# .17 HMR VS. 22 WMR; Magnum Rimfire Comparison



## Slippy (Nov 14, 2013)

I enjoyed this article comparing the rimfire magnums. Big fan of both rounds!

I think I'll blow up a squirrel's head with a 17 HMR to celebrate!

https://www.thefirearmblog.com/blog/2019/12/09/rimfire-report-magnum-rimfire/


----------



## rice paddy daddy (Jul 17, 2012)

I've been a fan of the 22 WMR since my first Ruger Single Six almost 50 years ago.
A great round for a farm gun. In a pistol you can get better performance than a 22 LR from a rifle, but in a much handier, more portable, package.
Out of a rifle it guarantees a quick humane kill on predators such as raccoons. 

I'm holding the line at two Single Sixes, three Heritage Rough Riders, and one Savage Model 93GL bolt action rifle.
Although, I'm thinking about selling a Winchester Model 94 30-30 and using the money to buy a Henry lever 22 WMR.


----------



## Maine-Marine (Mar 7, 2014)

I bought a 17 HMR years ago.... tried it several times.

I sold it and went back to a 22


----------



## Slippy (Nov 14, 2013)

Maine-Marine said:


> I bought a 17 HMR years ago.... tried it several times.
> 
> I sold it and went back to a 22


MM

Just curious, what about the .17HMR that you didn't care for?


----------



## Slippy (Nov 14, 2013)

rice paddy daddy said:


> I've been a fan of the 22 WMR since my first Ruger Single Six almost 50 years ago.
> A great round for a farm gun. In a pistol you can get better performance than a 22 LR from a rifle, but in a much handier, more portable, package.
> Out of a rifle it guarantees a quick humane kill on predators such as raccoons.
> 
> ...


Pre '64 Winchester 94?


----------



## Smitty901 (Nov 16, 2012)

Listening. I have been considering a 17 hmr. Ruger is offering a RP rimfire Rife in it.


----------



## Chipper (Dec 22, 2012)

If you want to shoot tiny bullets really fast check out the 204 Ruger. Bonus you can reload your own. The ole 22mag Savage 93 drills tacks no need to risk a new rifle and another caliber.


----------



## Smitty901 (Nov 16, 2012)

Chipper said:


> If you want to shoot tiny bullets really fast check out the 204 Ruger. Bonus you can reload your own. The ole 22mag Savage 93 drills tacks no need to risk a new rifle and another caliber.


 Yes, My dream list includes a .222 center fire. I like the smaller calibers in a RPR platform for lower cost practice. Also the challenge of doing more with them than is normally done .


----------



## Slippy (Nov 14, 2013)

Smitty901 said:


> Listening. I have been considering a 17 hmr. Ruger is offering a RP rimfire Rife in it.
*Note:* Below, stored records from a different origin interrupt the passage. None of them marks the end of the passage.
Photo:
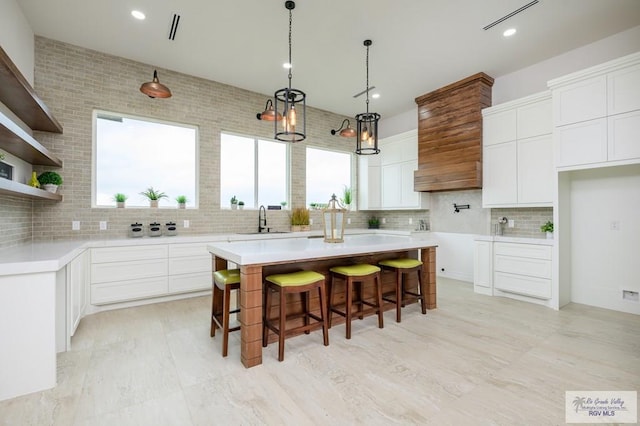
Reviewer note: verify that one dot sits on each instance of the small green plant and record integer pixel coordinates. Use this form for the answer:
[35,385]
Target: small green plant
[347,196]
[120,198]
[51,178]
[153,195]
[299,216]
[547,227]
I'm pleased with my Savage 93R17BTV...the trigger is superb and the bull barrel is one accurate mamajama. Plus the gorgeous laminated thumbhole Stock gives the rifle a nice refined look that makes the pretty girls wanna rack a round or three and pull the trigger!









https://www.savagearms.com/content?p=firearms&a=product_summary&s=96250


----------



## bigwheel (Sep 22, 2014)

Mighty pretty and good read on the ammo comparisons. Only .22 mag I ever had was High Standard Deeringer in the early 70s. Made a big flash and bang and was so inaccurate a person could shoot at the ground and risk a miss. Found out later the ammo of that era was loaded with slow burning rifle powder which gave not much boost in performance over a LR in a short barrel gun...rumored to take 16 inches or so to bring it up to potential. So the next mouse gun bought in 82 was a NAA five slinger in LR. Now the smarty pants have .22 mag powder that works better in short barrels...so now i wished it was a mag. Its just not fair. Its pretty danged accurate for such a small gun once a person remembers which brands hits where on the up and down. The fast ones hita little low the slow ones hit a bit high I think. I only shoot it in the backyard on major summer holidays and New Years Eve.


----------



## rice paddy daddy (Jul 17, 2012)

Slippy said:


> Pre '64 Winchester 94?


No, one of the almost last. Serial number is in the 6,000,000 range.
It is a good one, probably better than pre-64, it was made on CNC machinery by FN.
I bought it gently used in 2012 or so, when Winchester announced the end of the line.

I had a New England Firearms Handi Rifle chambered in 22 Hornet. I mounted an illuminated reticle scope on it for creatures roaming my back woods during low light conditions.
I sold it last year to help finance my trip to the 99th Annual Reunion of the Society of the 5th Infantry Division.
I don't like to part with firearms, in fact this is the first since my 1980's divorce from wife #1. But I rationalized it by thinking I have another 22 caliber centerfire varmint rifle, my Ruger Mini 14.


----------